When John Minify realized that the magazine he published discriminated in hiring, he felt ashamed and ordered that job ads state clearly: “Religion is a matter of indifference to this office.”

As he researched an expose about antisemitism, Phil Green came to understand the pain felt by “every man or woman . . . who’d been told the job was filled when it wasn’t.”

In post-World War II America newspaper help-wanted ads could still include “gentile” or “gentile-preferred.” Jewish lawyers hung out their own shingles because doors at white-shoe firms were closed to them. Medical school restrictions caused aspiring Jewish doctors to change their career plans — or their names.

According to a 1955 report, studies “consistently show a high proportion of orders from employers specifying that Jews are not wanted.”

I did not want to write a column about antisemitism. But here I am.

Let’s put aside the anti-Jewish rants by a rapper who changed his name, a former president’s questionable choice of dinner partners, and the hate spiking anew on a social media platform owned by a multi-billionaire whose business interests include automobiles and space travel. Anything I might say already has been said.

I considered other topics for this column, until I came across a report posted at ResumeBuilder.com, a website that helps job seekers craft appealing resumes. The headline read: “1 in 4 hiring managers say they are less likely to move forward with Jewish applicants.”

That’s right, one in four.

Below that headline were results from a survey conducted online in November with 1,131 hiring managers and recruiters, identified “via employment status demographic criteria and a screening question.”

According to ResumeBuilder.com:
• 26 percent said they are less likely to move forward with Jewish applicants. Among their reasons: Jews have too much power and control (38 percent), Jews claim to be the “chosen people” (38 percent), and Jews have too much wealth (35 percent).
• 26 percent make assumptions about whether a candidate is Jewish based on appearance.
• 23 percent said they want fewer Jews in their industry.
• 17 percent said leadership has told them to not hire Jews.
• 33 percent said antisemitism is common in their workplace.
• 29 percent said antisemitism is acceptable in their company.

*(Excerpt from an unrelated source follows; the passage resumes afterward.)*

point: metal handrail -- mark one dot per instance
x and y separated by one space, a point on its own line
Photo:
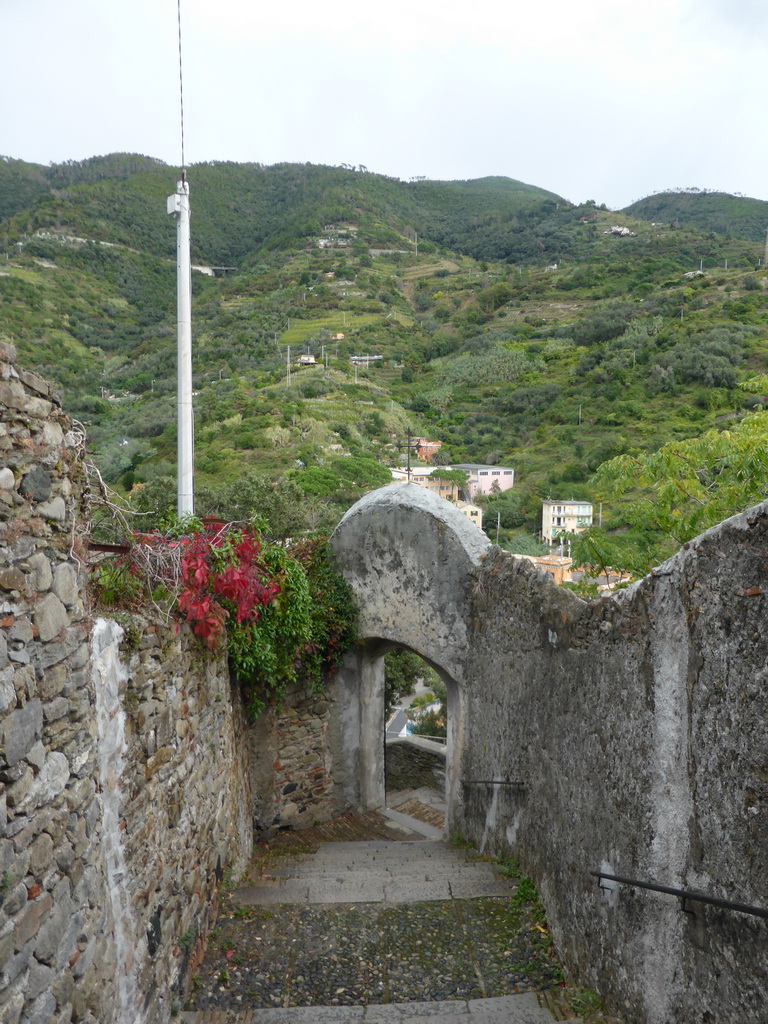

Title VII of the Civil Rights Act of 1964 states: “It shall be an unlawful employment practice for an employer to fail or refuse to hire or to discharge any individual, or otherwise to discriminate against any individual with respect to his compensation, terms, conditions, or privileges of employment, because of such individual’s . . . religion,” along with their race, color, religion, sex, or national origin.

More from the survey:
Though more than half (56 percent) said that some Jewish applicants state their religious identification, many make assumptions based on an applicant’s educational background (35 percent), last name (33 percent), or past or current experiences with Jewish organizations (28 percent). Respondents also mentioned identifying an individual as Jewish by their “voice” or “mannerisms,” and that Jews “are very frugal.”

Eighteen percent believe that Jews are an inferior race and 18 percent believe that Jews killed Jesus. Nine percent have a less favorable attitude toward Jews now than five years ago, 31 percent think more favorably of Jews, and 60 percent said their attitude is unchanged.

ResumeBuilder.com advised: “The survey uses a convenience sampling method, and therefore, is not necessarily generalizable to the general population of U.S. hiring managers and recruiters.”

But what if the results do reflect the “generalizable” attitudes?
Some of you may have recognized the names Wales, Minify, and Green as characters from “Gentleman’s Agreement,” the best-selling 1947 novel by Laura Z. Hobson, which was adapted that year into a movie of the same name, starring Gregory Peck.

“Gentleman’s Agreement” was fiction, albeit grounded in reality. The survey of hiring managers is where antisemitic rubber meets the road, where bigotry and discrimination can have real-life consequences.

I did not want to write a column about antisemitism. But here I am. And here we are.